December 21, 2024

By MARIANA C. MORALES

In recent days a video that went viral showing four United States Marines urinating on dead Taliban soldiers has caused outrage all over the world.
Apparently the video was taken last year in Afghanistan yet is only being seen now. Two of the Marines have been identified and it’ll only be a matter of time before the other two are as well.
U.S. Secretary of State, Hillary Clinton said she was in “utter dismay” at the conduct, according to a Jan. 12 article in the Washington Post.
Apologies have been sent as well as talk of punishment for these soldiers. However, not everyone is enraged. Allen West, a Florida congressman, said the four Marines should receive some form of punishment, which could include a reprimand or reduction in rank to loss of pay or extra duty. However, he also said the act wasn’t the worst thing that had ever happened in the world, and lambasted critics, saying: “Unless you have been shot at by the Taliban, shut your mouth, war is hell.”
War is definitely hell. There have been many events throughout history where a soldier has committed inhumane actions against a dead person. It’s not videotaped all the time, but it does happen. Does this qualify as a war crime?
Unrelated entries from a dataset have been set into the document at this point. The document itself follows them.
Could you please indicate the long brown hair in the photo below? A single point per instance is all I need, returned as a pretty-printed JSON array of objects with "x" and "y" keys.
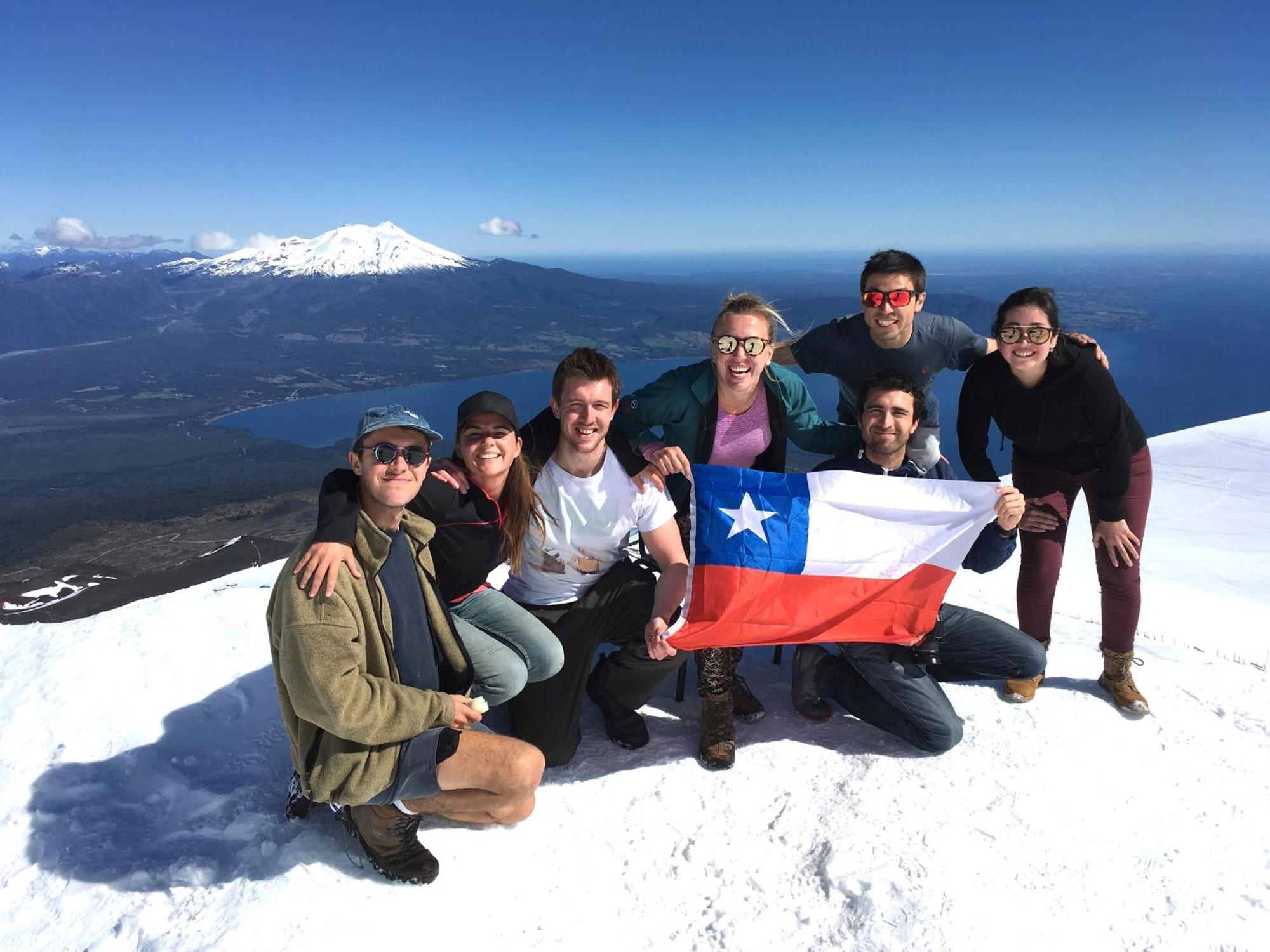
[{"x": 523, "y": 512}]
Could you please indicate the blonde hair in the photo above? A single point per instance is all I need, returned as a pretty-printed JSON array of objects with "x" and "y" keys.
[{"x": 736, "y": 305}]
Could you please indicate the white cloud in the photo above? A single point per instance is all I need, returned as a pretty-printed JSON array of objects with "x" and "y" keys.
[
  {"x": 502, "y": 227},
  {"x": 213, "y": 242},
  {"x": 77, "y": 233}
]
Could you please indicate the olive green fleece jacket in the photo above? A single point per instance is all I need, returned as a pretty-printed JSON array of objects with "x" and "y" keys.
[{"x": 344, "y": 708}]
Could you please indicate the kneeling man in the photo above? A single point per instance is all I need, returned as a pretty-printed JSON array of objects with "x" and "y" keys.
[
  {"x": 373, "y": 681},
  {"x": 895, "y": 687}
]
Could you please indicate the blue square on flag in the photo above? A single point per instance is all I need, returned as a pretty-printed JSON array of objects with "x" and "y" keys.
[{"x": 750, "y": 520}]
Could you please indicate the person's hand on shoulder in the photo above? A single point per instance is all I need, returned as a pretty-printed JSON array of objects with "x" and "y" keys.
[
  {"x": 321, "y": 565},
  {"x": 451, "y": 474}
]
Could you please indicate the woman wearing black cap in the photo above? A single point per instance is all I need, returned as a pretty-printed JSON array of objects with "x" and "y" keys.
[{"x": 477, "y": 531}]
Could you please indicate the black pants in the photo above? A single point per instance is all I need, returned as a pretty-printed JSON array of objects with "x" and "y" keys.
[
  {"x": 888, "y": 687},
  {"x": 615, "y": 610}
]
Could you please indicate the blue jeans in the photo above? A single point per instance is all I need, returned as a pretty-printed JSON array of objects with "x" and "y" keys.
[
  {"x": 509, "y": 647},
  {"x": 890, "y": 689}
]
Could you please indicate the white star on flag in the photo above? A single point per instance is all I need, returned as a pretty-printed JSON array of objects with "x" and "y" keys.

In an article posted in the Washington Post on Jan. 13, the reporter, Sebastian Junger, who several times a year spends time with a platoon of U.S. soldiers in Afghanistan, discussed how your mind changes when you’re in combat because of the things you see. Soldiers would cheer seeing their enemy in pain. Although that sounds wrong, it can be also seen as this enemy could no longer take down an American soldier. They cheer that they are alive and that they are one step closer to going home.
We don’t like to speak of it, but there are other times in history where the dead have been dishonoured such as the time Somalia militia dragged the body of a U.S. soldier after a Black Hawk helicopter was shot down in 1993.
Texas Governor Rick Perry found the video to be disturbing but also thinks that calling it a criminal act is going too far and that similar actions had been seen before. He said that General George S. Patton, a U.S. Army officer during the Second World War, urinated in the Rhine River during a march into Germany.
Sensitivity training is needed, but it won’t prevent similar conduct in the future. There’s always one rogue soldier who takes things into his own hands.
That is why the video is sad, but not surprising.